Drugą grupę turnieju masters stworzą: Czeszki Barbora Krejcikova i Karolina Pliskova, Hiszpanka Garbine Muguruza i Estonka Anett Kontaveit.
Ceremonia inauguracji zawodów i losowania grup odbyła się w eleganckiej oprawie w ratuszu w Zapopan, mieście należącym do aglomeracji Gualadalary. Wszystkie uczestniczki - osiem singlistek i osiem najlepszych w sezonie par deblowych - zaprezentowały się w sukniach wieczorowych.
Debiutująca w imprezie masters 20-letnia Polka trafiła do grupy Chichen Itza. To nazwa miasta założonego przez Majów jeszcze w erze prekolumbijskiej, a dziś atrakcja turystyczna i miejsce prac archeologów. Także inne grupy turnieju stanowią nawiązanie do starożytnego Meksyku, a drugą singlową nazwano Teotihuacan.
Skład grupy w przypadku Świątek można określić w skrócie jako "czas rewanżu". Z Sabalenką - wiceliderką światowego rankingu, która po wycofaniu się Australijki Ashleigh Barty jest najwyżej notowaną tenisistką w turnieju - zawodniczka trenera Piotra Sierzputowskiego nigdy nie miała okazji się zmierzyć. Ale z Sakkari i Badosą ma rachunki do wyrównania.
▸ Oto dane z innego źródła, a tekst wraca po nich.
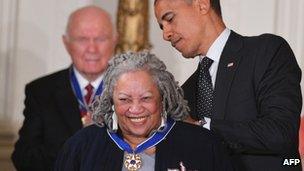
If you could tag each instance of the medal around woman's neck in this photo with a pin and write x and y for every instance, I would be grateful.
(132, 160)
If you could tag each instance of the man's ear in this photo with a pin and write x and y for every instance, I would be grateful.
(203, 5)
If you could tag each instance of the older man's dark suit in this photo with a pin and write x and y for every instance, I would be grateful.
(51, 117)
(257, 101)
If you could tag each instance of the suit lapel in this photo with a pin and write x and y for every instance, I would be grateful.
(229, 62)
(190, 87)
(67, 103)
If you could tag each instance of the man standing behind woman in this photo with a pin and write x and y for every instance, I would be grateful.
(56, 104)
(246, 89)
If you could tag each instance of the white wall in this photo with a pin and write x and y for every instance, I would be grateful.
(38, 49)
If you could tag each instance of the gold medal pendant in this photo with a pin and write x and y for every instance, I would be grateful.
(132, 162)
(86, 120)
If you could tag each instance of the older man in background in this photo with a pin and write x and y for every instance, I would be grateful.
(56, 105)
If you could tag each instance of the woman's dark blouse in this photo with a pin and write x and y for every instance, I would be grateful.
(92, 149)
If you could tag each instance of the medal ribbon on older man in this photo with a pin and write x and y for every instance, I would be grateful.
(132, 160)
(83, 105)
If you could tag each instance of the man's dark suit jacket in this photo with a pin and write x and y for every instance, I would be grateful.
(92, 149)
(51, 117)
(257, 101)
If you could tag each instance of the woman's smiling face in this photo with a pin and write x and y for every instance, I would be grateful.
(137, 103)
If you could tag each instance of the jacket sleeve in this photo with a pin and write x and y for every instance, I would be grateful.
(276, 83)
(30, 152)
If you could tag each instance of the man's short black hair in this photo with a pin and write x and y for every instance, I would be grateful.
(215, 5)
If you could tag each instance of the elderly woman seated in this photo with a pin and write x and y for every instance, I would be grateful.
(138, 124)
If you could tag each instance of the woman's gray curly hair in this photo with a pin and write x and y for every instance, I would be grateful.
(172, 95)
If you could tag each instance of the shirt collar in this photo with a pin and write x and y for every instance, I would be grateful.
(217, 47)
(84, 82)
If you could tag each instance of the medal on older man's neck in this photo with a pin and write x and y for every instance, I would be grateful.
(84, 100)
(132, 160)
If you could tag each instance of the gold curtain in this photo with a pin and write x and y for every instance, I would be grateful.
(133, 25)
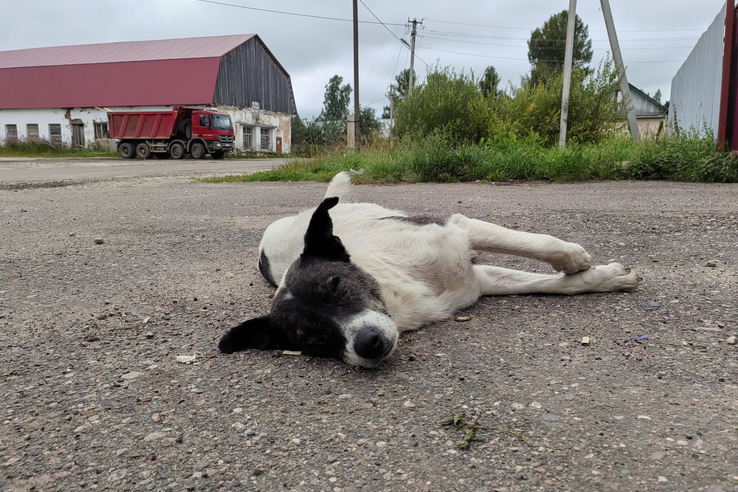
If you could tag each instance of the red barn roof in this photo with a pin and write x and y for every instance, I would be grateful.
(139, 73)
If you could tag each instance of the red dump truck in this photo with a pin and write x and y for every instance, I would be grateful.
(174, 133)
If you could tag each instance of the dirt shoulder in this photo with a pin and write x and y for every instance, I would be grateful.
(94, 398)
(22, 172)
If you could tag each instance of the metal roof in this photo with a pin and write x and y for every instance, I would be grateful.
(168, 49)
(140, 73)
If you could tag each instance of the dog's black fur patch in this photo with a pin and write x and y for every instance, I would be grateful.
(264, 269)
(320, 288)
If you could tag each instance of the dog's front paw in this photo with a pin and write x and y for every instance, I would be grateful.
(607, 278)
(571, 259)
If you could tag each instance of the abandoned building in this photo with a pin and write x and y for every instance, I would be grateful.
(62, 95)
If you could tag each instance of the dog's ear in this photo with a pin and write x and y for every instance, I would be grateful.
(258, 333)
(319, 239)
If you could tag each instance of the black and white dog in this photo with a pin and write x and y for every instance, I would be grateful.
(350, 280)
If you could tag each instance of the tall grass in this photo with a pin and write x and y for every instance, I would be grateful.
(507, 157)
(23, 148)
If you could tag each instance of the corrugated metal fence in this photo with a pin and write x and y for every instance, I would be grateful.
(695, 89)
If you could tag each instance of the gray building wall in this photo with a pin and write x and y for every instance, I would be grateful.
(250, 73)
(695, 89)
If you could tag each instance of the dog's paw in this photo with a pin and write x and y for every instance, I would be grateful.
(606, 278)
(571, 259)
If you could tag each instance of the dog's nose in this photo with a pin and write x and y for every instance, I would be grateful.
(369, 343)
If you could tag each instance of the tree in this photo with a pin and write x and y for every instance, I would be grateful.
(489, 82)
(336, 100)
(369, 122)
(401, 85)
(547, 47)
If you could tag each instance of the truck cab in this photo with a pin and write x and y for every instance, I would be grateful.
(215, 130)
(174, 133)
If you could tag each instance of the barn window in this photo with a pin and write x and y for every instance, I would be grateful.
(266, 140)
(11, 133)
(32, 130)
(248, 135)
(101, 130)
(55, 134)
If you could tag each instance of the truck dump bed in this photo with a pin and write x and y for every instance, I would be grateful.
(147, 125)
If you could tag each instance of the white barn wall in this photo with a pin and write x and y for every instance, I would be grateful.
(695, 89)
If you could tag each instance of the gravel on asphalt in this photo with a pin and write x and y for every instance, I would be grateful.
(111, 380)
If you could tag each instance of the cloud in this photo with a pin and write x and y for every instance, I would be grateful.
(313, 50)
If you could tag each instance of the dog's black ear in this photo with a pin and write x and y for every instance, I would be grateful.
(258, 333)
(319, 239)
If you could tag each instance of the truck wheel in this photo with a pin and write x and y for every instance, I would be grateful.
(198, 150)
(176, 150)
(126, 150)
(143, 151)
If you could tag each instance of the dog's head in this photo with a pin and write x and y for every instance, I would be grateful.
(326, 306)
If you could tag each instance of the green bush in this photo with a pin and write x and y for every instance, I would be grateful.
(594, 114)
(433, 158)
(446, 102)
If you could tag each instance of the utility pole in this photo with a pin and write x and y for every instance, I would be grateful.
(357, 109)
(568, 61)
(392, 112)
(624, 87)
(412, 55)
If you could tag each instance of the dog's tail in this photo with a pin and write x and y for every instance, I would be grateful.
(340, 186)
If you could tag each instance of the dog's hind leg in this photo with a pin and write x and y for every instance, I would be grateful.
(496, 281)
(567, 257)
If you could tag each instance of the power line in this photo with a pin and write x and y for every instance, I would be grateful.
(383, 24)
(482, 36)
(561, 30)
(388, 29)
(296, 14)
(525, 59)
(544, 47)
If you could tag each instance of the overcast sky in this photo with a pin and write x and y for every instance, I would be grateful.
(655, 35)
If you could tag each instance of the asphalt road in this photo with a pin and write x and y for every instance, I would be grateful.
(95, 399)
(75, 170)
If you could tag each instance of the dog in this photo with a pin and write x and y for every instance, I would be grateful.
(351, 277)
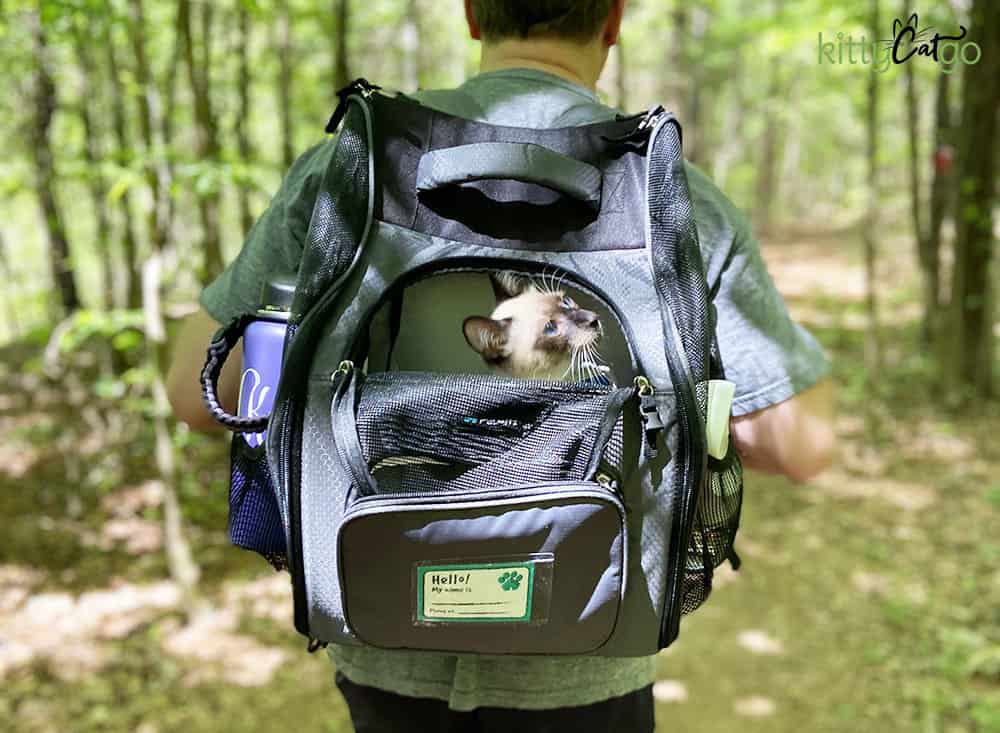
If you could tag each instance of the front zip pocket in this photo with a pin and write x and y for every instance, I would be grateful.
(538, 569)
Greczynka stanęła na jej drodze w ćwierćfinale tegorocznego French Open i uniemożliwiła obronę tytułu w Paryżu, a później jeszcze pokonała w półfinale imprezy w Ostrawie. Z kolei z Badosą przegrała w 1/16 finału olimpijskich zmagań w Tokio.
Dokładny terminarz nie został jeszcze opublikowany przez organizatorów, ale wiadomo, że Polka pierwszy mecz rozegra w czwartek.
Świątek, która zadebiutuje w imprezie tej rangi, będzie drugą w historii polską tenisistką - po Agnieszce Radwańskiej - w obsadzie mastersa.